Su última creación apunta directamente a las cámaras con inteligencia artificial: una camiseta llamada Digital Camouflage que, gracias a un diseño específico de colores y formas, puede dificultar que determinados sistemas de visión computarizada reconozcan a quien la lleva puesta. La prenda nace como respuesta al despliegue de vigilancia automatizada en espacios públicos de Berlín.
“Quería una respuesta que permitiera plantarse frente a esas cámaras”, explicó Weckert en una charla con TN Tecno sobre su proyecto.
El punto de partida fue Kottbusser Tor, una zona muy transitada de la capital alemana donde comenzaron a utilizarse cámaras equipadas con un sistema capaz de analizar conductas de los peatones. “Berlín activó su primer escáner de comportamiento con IA, un software que clasifica lo que hace cada transeúnte entre normal y sospechoso”, indicó el artista.
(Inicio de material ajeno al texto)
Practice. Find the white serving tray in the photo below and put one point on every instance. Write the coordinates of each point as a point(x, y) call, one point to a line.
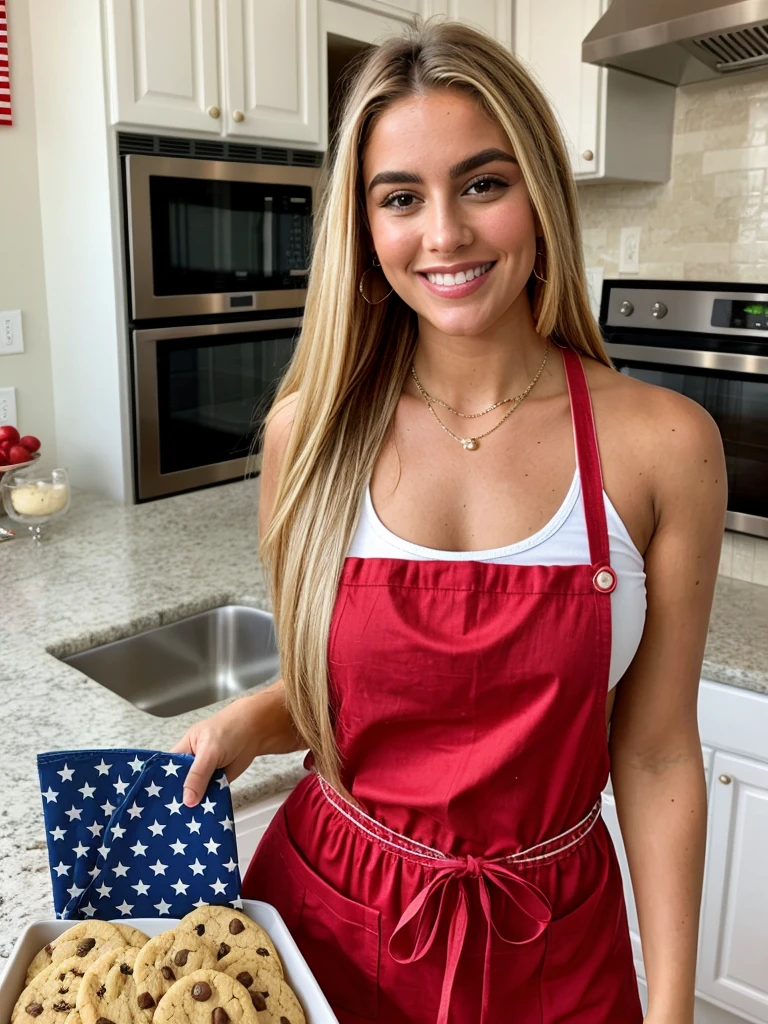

Su intención no fue crear una herramienta para ocultar físicamente a las personas. La camiseta es plenamente visible para el ojo humano; el engaño se da frente al algoritmo que intenta determinar si lo que aparece ante la cámara es una persona.
Digital Camouflage utiliza una técnica conocida como ataque adversarial, que introduce modificaciones en una imagen u objeto para provocar errores en la interpretación de un modelo de IA. En este caso, la alteración no está contenida en un archivo digital, sino impresa directamente en la tela.
Los sistemas de visión artificial aprenden a identificar personas analizando grandes cantidades de imágenes y buscando patrones recurrentes. A partir de esos datos, reconocen rasgos como la forma del cuerpo, las proporciones y la relación entre diferentes partes de una figura. Weckert sostiene que esas máquinas no aprendieron “qué es” un ser humano, sino que memorizan cómo se ve estadísticamente a partir de millones de imágenes. Las formas superpuestas del estampado distorsionan la silueta y dificultan que el software asocie cabeza, hombros y piernas dentro de una misma figura. A ello se suman los colores intensos que refuerzan el efecto.
Con Digital Camouflage, Weckert plantea una reflexión sobre la vigilancia algorítmica y su impacto en la vida cotidiana, más allá de una simple prenda: una intervención estética que cuestiona qué tan confiables son los sistemas de reconocimiento ante cuerpos reales.